I’ve been adding books to my Kindle for a few months, but until I arrived in California I hadn’t gotten around to reading most of them. This week I read three.
#1 Healing Teeth
My choppers are pretty awesome, but do anything I can to avoid dentists so I am receptive to any message that we can restore our dental health through the nutritional choices we make. The title of this book is – by the author’s own words – meant to grab your attention. It is not a protocol that uses sugar to fix cavities. But you can use sugar to boost metabolism, which could help the tooth heal. An indirect path.
The book gives a shout out to Weston A. Price’s work connecting dental health with fat soluble vitamins (A, D, K). It is a quick read and you are likely to walk away with a few ideas on improving the health of your teeth.

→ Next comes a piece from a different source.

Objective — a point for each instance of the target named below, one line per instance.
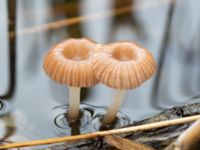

For me I was interested in the discussion of calcium bentonite clay as not only a supplement mix in drinks, but to brush onto the teeth themselves.
Even though I’ve never considered myself hypoglycemic, I gave this a read because I’ve gotten value from other books by Matt Stone. The beginning of the book leads off with a discussion of hypoglycemia and how our current thinking about it is flawed. The book also talks about why we can sometimes get tired after a meal, especially breakfast. All this ties into more discussion of metabolism and body temperature, which are topics well covered in his books Eat For Heat and Diet Recovery 2.
#3 Sandbag Training
I read about sandbag training a decade ago in the context of grip strength training. I’m sure it was mentioned in one of John Brookfield’s books. But I hadn’t looked into actual sandbag training until I read this book. At first I thought I wouldn’t like this book, mostly because I dislike most fitness books, as they preach high skill movements when a simple plan such as Hillfit 2.0 is safer and more effective.
This book won me over, because the author keeps it simple. He shows you how to make your own sandbag and then walks you through a variety of workout philosophies using the sandbag. One section is devoted to High Intensity Training. Good! Now I wouldn’t do all the exercises in the book, but he has done a decent job of selecting movements that are not too difficult to learn. There are no stupid exercises, such as jumping on a pile of boxes.
I don’t think I’ll start sandbag training, but I could see a younger version of me really getting into this, especially when I had my own backyard.